Lakker - Tundra

by David Bruggink Rating:9 Release Date:2015-05-11

There's so much that can go wrong in the making of an electronic album. Perhaps the biggest challenge in an age of out of the box VST plugins and Logic instruments is creating something that sounds truly fresh; then again, I'd like to think a good composer wouldn't necessarily be constrained by his or her palette of sounds. The sheer ease of laying down a track, facilitated by MIDI controllers, one-click looping and effect automation, means that electronic music is simpler to produce than ever before, and emerging artists face a real struggle in holding the listener's attention, particularly across the length of an entire album.
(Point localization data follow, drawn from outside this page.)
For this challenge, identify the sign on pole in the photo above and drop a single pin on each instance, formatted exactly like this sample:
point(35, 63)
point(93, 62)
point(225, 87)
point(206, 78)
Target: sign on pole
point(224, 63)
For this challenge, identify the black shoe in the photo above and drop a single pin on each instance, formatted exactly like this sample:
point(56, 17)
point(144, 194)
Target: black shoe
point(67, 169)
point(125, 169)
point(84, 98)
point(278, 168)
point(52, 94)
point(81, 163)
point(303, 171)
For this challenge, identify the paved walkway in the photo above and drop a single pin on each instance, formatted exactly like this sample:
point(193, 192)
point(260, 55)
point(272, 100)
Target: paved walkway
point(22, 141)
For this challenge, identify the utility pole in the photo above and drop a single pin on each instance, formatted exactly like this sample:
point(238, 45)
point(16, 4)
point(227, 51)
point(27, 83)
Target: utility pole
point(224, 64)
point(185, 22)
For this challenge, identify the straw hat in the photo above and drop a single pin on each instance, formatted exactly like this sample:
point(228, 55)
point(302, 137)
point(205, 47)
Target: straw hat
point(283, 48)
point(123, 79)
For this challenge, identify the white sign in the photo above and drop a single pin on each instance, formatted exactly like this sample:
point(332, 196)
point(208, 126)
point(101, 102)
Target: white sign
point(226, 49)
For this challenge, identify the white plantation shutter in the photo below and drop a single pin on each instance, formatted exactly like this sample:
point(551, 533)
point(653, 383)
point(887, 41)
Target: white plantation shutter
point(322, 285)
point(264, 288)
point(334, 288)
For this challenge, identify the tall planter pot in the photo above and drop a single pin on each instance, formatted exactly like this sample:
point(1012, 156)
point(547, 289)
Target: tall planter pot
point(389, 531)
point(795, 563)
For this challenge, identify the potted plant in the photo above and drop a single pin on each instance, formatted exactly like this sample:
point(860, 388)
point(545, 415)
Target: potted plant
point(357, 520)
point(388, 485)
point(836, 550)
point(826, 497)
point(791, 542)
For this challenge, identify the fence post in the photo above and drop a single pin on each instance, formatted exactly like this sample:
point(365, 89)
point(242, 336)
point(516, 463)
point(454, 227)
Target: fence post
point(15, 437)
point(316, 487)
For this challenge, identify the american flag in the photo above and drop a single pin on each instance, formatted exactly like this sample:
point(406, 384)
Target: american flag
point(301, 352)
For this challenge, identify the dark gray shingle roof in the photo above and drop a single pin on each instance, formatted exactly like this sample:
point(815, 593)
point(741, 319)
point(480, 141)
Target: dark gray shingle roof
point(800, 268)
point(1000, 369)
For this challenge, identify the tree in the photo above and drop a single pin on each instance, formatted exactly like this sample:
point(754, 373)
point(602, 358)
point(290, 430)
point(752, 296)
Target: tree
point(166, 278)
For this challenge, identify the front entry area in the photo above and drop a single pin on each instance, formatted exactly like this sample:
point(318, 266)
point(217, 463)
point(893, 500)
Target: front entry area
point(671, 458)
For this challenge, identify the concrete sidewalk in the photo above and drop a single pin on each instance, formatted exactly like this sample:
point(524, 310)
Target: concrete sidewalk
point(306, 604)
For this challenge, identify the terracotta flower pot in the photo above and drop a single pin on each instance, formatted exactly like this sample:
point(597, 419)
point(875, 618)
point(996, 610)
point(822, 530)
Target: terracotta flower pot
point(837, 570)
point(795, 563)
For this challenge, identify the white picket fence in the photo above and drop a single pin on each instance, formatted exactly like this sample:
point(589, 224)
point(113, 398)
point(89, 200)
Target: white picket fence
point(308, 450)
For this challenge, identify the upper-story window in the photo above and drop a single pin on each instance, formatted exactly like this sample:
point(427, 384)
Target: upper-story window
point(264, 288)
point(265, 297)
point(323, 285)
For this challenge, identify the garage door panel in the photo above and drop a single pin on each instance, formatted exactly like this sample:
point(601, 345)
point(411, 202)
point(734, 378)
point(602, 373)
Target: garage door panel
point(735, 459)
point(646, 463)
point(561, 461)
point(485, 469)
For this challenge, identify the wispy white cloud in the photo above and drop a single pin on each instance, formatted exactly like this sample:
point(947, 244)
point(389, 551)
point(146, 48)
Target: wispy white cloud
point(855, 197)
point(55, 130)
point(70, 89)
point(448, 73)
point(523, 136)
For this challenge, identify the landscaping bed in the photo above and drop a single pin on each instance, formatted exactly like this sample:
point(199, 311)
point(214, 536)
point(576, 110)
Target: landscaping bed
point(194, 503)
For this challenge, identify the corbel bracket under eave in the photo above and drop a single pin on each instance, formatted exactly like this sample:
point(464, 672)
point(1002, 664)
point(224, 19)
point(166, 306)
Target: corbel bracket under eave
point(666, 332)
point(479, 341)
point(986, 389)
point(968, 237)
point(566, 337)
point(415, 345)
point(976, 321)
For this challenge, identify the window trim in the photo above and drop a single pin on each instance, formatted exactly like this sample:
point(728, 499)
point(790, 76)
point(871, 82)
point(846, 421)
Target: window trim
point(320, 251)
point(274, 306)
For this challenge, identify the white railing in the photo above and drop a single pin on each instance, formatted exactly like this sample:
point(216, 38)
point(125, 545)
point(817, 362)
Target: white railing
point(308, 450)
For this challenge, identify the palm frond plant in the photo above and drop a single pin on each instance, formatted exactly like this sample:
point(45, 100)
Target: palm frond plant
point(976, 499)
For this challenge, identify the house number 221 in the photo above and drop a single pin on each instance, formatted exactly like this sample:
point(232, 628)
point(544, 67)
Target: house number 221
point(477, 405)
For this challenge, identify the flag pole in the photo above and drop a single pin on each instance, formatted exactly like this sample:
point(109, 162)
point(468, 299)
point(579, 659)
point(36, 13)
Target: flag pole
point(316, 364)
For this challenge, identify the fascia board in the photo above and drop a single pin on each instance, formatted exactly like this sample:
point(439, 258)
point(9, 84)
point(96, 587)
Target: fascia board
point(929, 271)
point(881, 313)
Lakker, an Irish duo composed of Dara Smith and Ian McDonnell, have actually been making music together for more than a decade, and released their debut, Ruido, in 2007. Tundra is their first album for the Belgian label R&S Records, and does away with the frenetic breakbeats of Ruido while retaining the duo's penchant for combining industrial noise with understated melody.

Though less abrasive on the ears than their debut, Tundra nevertheless features some of the most intense, and intensely focused, music you'll hear this year. 'Mountain Divide' is almost worth the price of admission alone, and undulates with layers of intertwining feedback while a relentless bass pounds in the background and radiant voices are suspended somewhere overhead. 

It's undoubtedly difficult to make sounds this big work together, but the album is brilliantly mixed, allowing delicate choral samples to stand out even in the midst of torrential noise. The use of vocals, which are often treated as isolated strokes of pristine melody, recalls Global Communication's mesmerizing '12:18', while the beats, compelling throughout, remind of Ben Frost's recent success with the crushingly heavy drums of central Africa on A U R O R A

One the album's biggest surprises is how well it manages to pull together its disparate influences. Attempting to combine the nakedly beautiful choral passages of Arvo Pärt with the punishing distortion of Merzbow has the potential for disaster, but to listen to Tundra is often to be reminded of the beauty dormant in life's apparent meaninglessness. Plaintive piano lines are juxtaposed with thundering cracks of electricity and church bells ('Pylon'); seemingly arbitrary, tuneless keyboard hits gradually coalesce into a gorgeous melody ('Herald').

I haven't heard an electronic album this creative or consistently engaging since Jon Hopkins' Immunity, and Tundra proves that in an age of throwaway music production, Lakker is fully deserving of your attention.